Over the summer, Olympian Aly Raisman broke her silence about the sexual abuse allegations against Larry Nassar, a former USA Gymnastics team doctor. Though she declined to say at the time whether she had had any inappropriate interactions with Nassar, who has been accused of sexually abusing more than 100 young women, she is now coming forward with her own allegations.

“I am angry,” the six-time Olympic medalist, who was first treated by Nassar when she was 15, told 60 Minutes. “I’m really upset because it’s been — I care a lot, you know, when I see these young girls that come up to me, and they ask for pictures or autographs, whatever it is, I just — I can’t — every time I look at them, every time I see them smiling, I just think — I just want to create change so that they never, ever have to go through this.”

Noting that some people have asked her why Nassar’s accusers didn’t come forward earlier, the 23-year-old asked back, “Why are we looking at why didn’t the girls speak up? Why not look at what about the culture? What did USA Gymnastics do, and Larry Nassar do, to manipulate these girls so much that they are so afraid to speak up?”

She also revealed that she spoke to FBI investigators about Nassar after the Olympic Games in Rio de Janeiro just last year, when the Indianapolis Star brought to light the fact that USA Gymnastics, the organization that oversees the sport, had a policy saying that they would not report sexual abuse accusations unless they were filed by the victims or a parent.

Raisman has been pushing for change, and now, according to Time, there’s a new policy in place that requires “mandatory reporting” of any potential or suspected abuse. “USA Gymnastics is very sorry that any athlete has been harmed,” the organization said in a statement to 60 Minutes. “We want to work with Aly and all interested athletes to keep athletes safe.”

Raisman’s revelation follows one from fellow gymnast McKayla Maroney, who came forward last month to say that she was also a victim.
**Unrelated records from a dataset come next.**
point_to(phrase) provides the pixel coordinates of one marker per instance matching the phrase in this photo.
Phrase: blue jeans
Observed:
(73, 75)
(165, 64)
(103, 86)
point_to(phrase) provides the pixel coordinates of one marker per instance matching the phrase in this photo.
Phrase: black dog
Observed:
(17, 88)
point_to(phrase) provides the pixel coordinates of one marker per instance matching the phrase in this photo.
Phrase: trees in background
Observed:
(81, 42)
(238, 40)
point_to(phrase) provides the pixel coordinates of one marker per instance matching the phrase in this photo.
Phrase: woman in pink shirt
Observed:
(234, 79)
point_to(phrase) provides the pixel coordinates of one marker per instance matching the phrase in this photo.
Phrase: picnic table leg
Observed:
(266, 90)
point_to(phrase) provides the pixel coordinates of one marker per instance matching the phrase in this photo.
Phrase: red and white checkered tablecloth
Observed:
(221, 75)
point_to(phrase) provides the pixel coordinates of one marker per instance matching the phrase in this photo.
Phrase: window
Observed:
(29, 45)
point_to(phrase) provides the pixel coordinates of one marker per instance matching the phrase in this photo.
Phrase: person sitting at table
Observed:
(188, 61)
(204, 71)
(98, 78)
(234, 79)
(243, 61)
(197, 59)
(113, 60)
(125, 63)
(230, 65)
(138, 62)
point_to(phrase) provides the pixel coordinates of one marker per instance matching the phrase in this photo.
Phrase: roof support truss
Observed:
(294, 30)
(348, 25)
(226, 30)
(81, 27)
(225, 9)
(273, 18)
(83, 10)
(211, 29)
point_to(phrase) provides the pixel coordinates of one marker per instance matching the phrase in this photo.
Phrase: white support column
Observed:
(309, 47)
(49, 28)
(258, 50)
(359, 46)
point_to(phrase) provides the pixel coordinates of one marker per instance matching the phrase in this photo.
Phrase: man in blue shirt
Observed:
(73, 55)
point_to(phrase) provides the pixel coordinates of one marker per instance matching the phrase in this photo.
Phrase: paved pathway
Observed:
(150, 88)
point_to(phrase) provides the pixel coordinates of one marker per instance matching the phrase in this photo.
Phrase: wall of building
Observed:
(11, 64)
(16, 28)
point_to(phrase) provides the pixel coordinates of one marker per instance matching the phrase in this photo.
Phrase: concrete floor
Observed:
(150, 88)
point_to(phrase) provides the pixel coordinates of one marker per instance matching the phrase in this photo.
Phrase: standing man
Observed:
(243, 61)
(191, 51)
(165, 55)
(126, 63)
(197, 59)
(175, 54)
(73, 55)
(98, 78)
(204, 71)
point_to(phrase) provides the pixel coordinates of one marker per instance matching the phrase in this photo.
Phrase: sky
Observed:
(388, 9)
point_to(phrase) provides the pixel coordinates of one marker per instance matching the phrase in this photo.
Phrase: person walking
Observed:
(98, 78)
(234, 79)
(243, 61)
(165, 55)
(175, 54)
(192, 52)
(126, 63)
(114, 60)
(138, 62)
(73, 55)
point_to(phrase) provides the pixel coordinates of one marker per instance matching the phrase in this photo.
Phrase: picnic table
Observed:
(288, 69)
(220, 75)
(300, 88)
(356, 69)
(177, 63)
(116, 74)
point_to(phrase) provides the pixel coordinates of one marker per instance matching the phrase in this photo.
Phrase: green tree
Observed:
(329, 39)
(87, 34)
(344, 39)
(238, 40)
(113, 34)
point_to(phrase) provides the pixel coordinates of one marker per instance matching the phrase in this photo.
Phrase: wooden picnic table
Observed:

In October, Maroney said that Nassar had abused her for years, tweeting, “It started when I was 13 years old, and it didn’t end until I left the sport… I had a dream to go to the Olympics, and the things that I had to endure to get there were unnecessary and disgusting.”

Nassar, who resigned from USA Gymnastics in the summer of 2015, is currently in jail awaiting sentencing after pleading guilty to child pornography charges. He faces more than 100 lawsuits that have been filed by athletes that the doctor treated throughout his time with USA Gymnastics, as well as during his work with Michigan State University.

Raisman’s full 60 Minutes interview airs this Sunday, November 12, at 7:00pm ET/PT on CBS.